- Directed by: Redd Davis
- Written by: John Dighton; Jack Henley; Frank Richardson;
- Produced by: A.M. Salomon
- Starring: Sid Field; Hal Walters; Betty Lynne;
- Cinematography: Basil Emmott
- Edited by: Terence Fisher
- Music by: Bretton Byrd
- Production company: Warner Brothers-First National Productions
- Distributed by: Warner Bros.
- Release date: 12 October 1940;
- Running time: 63 minutes
- Country: United Kingdom
- Language: English
- Budget: £17,306
- Box office: £10,865

= That's the Ticket =

That's the Ticket is a 1940 British comedy film directed by Redd Davis and starring Sid Field, Hal Walters and Betty Lynne. It was written by John Dighton, Jack Henley and Frank Richardson.

==Synopsis==
Two cloakroom attendants at a London nightclub become entangled with an enemy spy ring in an adventure that takes them to Paris.

==Cast==
- Sid Field as Ben Baker
- Hal Walters as Nosey
- Betty Lynne as Fifi
- Gus McNaughton as Milkbar Monty
- Gordon McLeod as Ferdinand
- Charles Castella as The Bull
- Gibb McLaughlin as The Count
- Ian McLean as Hercule
- Ernest Sefton as Marchand

==Production==
It was shot at Teddington Studios. The sets were designed by the art director Norman G. Arnold.

==Reception==
Kine Weekly wrote: "The comedy is presented with a sublime disregard for story values, continuity and, for that matter, every other canon of light entertainment. Rather does it revive old-time knockabout music-hall technique. Revival or not, it pays a good dividend in honest laughter. There is'a swift succession of hearty gags, and all have the merit of good teamwork and timing. The presentation is, for the most part, spectacular."

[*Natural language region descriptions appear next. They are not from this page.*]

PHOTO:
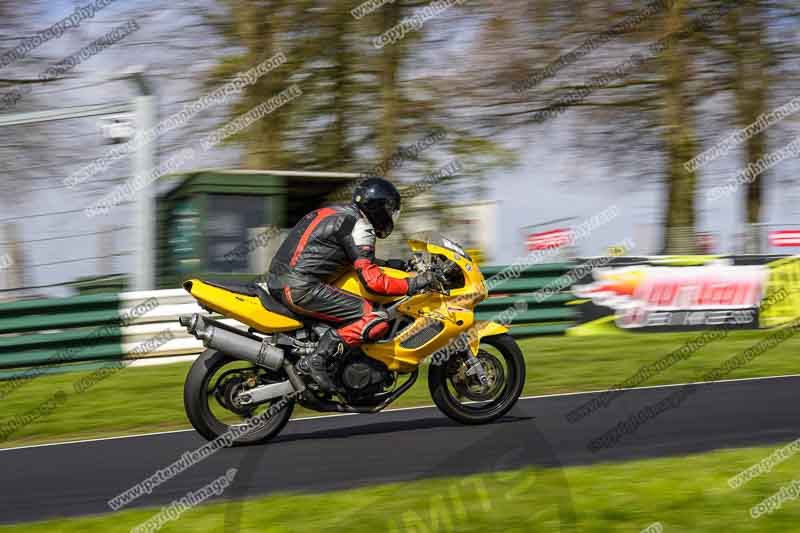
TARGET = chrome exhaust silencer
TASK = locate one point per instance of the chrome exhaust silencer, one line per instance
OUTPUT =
(234, 342)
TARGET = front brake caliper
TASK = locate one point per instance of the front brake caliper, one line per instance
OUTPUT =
(475, 368)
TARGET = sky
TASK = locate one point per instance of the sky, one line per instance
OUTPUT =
(549, 183)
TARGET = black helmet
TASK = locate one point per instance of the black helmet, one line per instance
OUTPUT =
(379, 200)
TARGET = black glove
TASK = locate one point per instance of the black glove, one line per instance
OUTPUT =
(421, 282)
(397, 264)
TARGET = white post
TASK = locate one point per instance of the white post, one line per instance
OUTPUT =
(143, 163)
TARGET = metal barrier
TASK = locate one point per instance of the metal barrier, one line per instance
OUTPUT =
(102, 327)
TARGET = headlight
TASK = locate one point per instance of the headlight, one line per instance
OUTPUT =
(453, 246)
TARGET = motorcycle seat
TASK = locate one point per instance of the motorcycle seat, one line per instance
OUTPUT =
(248, 288)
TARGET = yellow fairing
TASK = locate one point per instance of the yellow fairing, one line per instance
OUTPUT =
(245, 309)
(453, 314)
(438, 319)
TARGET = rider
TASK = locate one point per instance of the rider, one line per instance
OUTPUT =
(322, 246)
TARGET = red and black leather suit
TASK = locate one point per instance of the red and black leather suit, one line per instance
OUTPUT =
(320, 248)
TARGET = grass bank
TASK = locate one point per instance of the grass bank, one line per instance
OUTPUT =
(147, 399)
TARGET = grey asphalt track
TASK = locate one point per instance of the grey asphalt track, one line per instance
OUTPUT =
(332, 453)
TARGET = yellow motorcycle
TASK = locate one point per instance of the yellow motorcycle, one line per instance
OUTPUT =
(249, 379)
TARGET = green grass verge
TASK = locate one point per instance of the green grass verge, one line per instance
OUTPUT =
(681, 493)
(148, 399)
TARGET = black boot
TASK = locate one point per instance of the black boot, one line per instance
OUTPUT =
(329, 349)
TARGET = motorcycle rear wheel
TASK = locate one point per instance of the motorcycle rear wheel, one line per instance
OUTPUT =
(198, 398)
(473, 411)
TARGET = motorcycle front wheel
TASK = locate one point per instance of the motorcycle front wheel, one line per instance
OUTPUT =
(461, 395)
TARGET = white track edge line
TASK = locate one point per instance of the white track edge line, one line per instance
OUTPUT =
(336, 415)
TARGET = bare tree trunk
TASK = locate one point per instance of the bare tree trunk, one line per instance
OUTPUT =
(390, 61)
(752, 86)
(679, 225)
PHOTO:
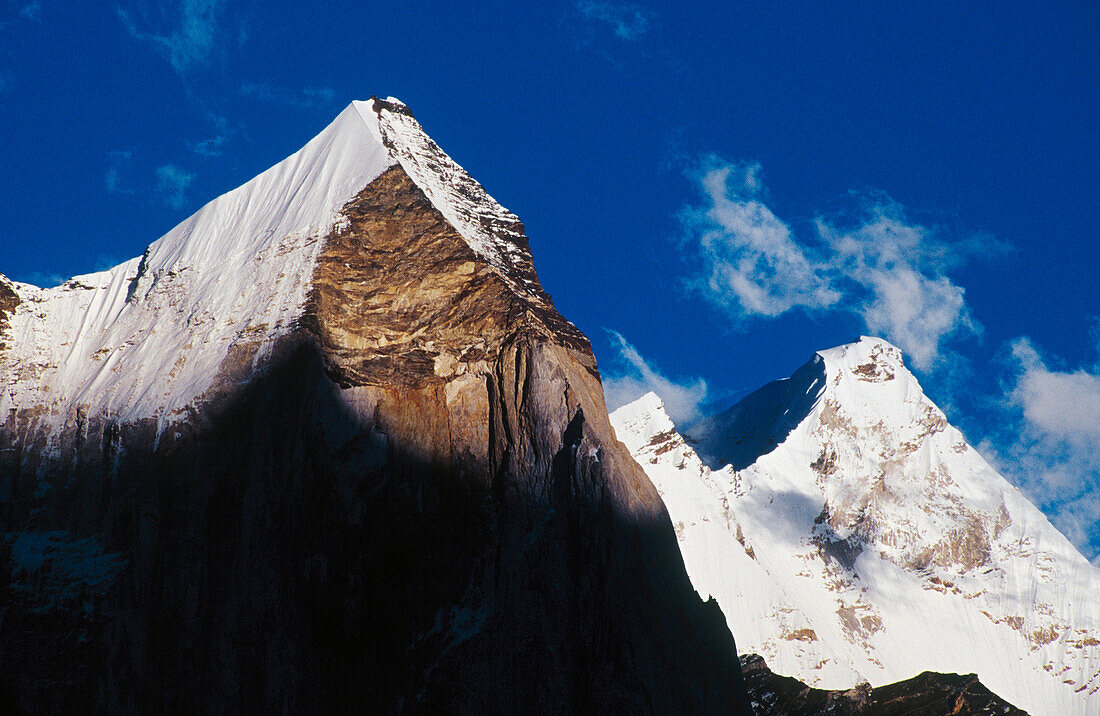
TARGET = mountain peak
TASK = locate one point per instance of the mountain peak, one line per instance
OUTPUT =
(239, 271)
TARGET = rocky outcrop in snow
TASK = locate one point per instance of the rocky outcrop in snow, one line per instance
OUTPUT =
(328, 445)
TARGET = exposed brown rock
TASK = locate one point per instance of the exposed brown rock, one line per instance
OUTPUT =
(927, 694)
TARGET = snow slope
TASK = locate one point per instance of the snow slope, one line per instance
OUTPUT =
(861, 538)
(149, 338)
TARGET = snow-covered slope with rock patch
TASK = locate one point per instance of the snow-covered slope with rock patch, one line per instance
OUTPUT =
(850, 533)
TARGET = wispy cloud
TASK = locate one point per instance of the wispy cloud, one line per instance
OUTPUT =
(172, 185)
(1053, 450)
(43, 281)
(879, 265)
(626, 20)
(186, 40)
(635, 376)
(309, 98)
(118, 172)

Variety wrote: "This is an English comedy film, made in England, that's above kindergarten and pretty well streamlined at that. That's the Ticket has laughs and situations of good quality. Story hangs together intelligently though its chief weakness is in the pacing. ... Field has a ready knack of playing for camera, with only an occasional lapse into the Lancashire variety turn. More film work should establish his polished playing for pix. Walters works with him nicely and Miss Lynne is comely, playing this one as a Frenchie. ... Direction is by Redd Davis, who has turned out a competent feature from script of Frank Richardson and John Dighton. Latter's screenplay could have been tightened."